Why does the topic of sex get most people to react that way?
There’s the disapproval, the waggling eyebrows, the giggling, the smirking and the snorting. There are inside jokes and private conversations. There are parades and politically protected expressions of ‘collective public’ sentiment.There’s the taunting and the teasing, the air of oh-so-wrongness mixed with unspecified portions of shame and guilt. And then there’re the reactions to what is considered the ‘righteous’ kind of sex. There’s talk of what is taboo and there’s hushing and shushing and a lowering of voices, pointing and staring and ogling and whispering. Also, there’s this somewhat fixed set of facial expressions that everyone seems to carry around. These are to be used (with varying degrees of moderation) where sex and such are concerned.
(Like the meme-faces below, only infinitely uglier)
You get the picture?
I mean, what if this is how people reacted to the topic of bread or coconut oil or punctuation?
People would point and suppress a giggle at the clearly coded and religiously demarcated plethora of punctuation; there would be right and wrong commas and a whole breed of parentheses that were just plain unnatural.
Then there’d be the holy, god-ordained bread and the kind that is completely devoid of morals. For the love of all that is sacred and true, bread that eats away at the fabric of society is just plain WRONG. If you had brown bread, even if you were feeding it to your mouth (connected to your stomach and, ultimately, to your bottom), what would I do with my varieties of honey crust and milk? What if, because you ate brown bread, the WHOLE world followed suit in your footsteps?? Then we wouldn’t have anyone who ate milk-bread and that is precisely what would lead to the end of the world (my holy books have all the proof you need)
And don’t even get me started on coconut oil that comes in cube-shaped containers. (That is NOT how they marketed coconut oil in the kingdoms of gods. It was shunned and frowned upon a billion years ago; even the dinosaurs were uncomfortable with the concept. I mean, who are we to argue with dinosaurs??)
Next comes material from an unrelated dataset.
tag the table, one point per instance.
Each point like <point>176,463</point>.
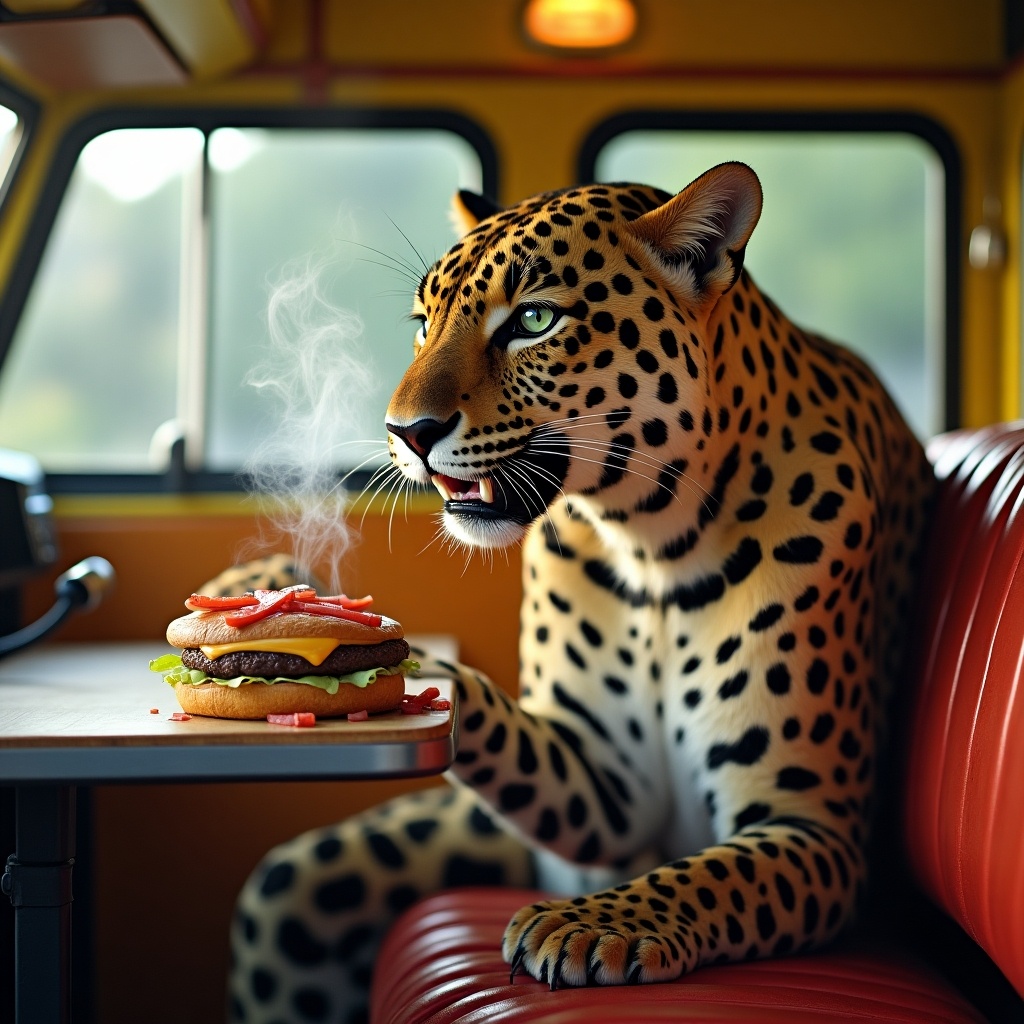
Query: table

My choice of bread is my damn choice of bread; especially when it’s not coerced, when it’s consensual and when I do NOT force it down your throat. I don’t care if coconut oil came in formless containers made of distilled suburban sin . I most definitely do not care to categorize the brackets and exclamations I use into categories of ‘suitable’, ‘culturally-accepted’ and ‘morally wrong’.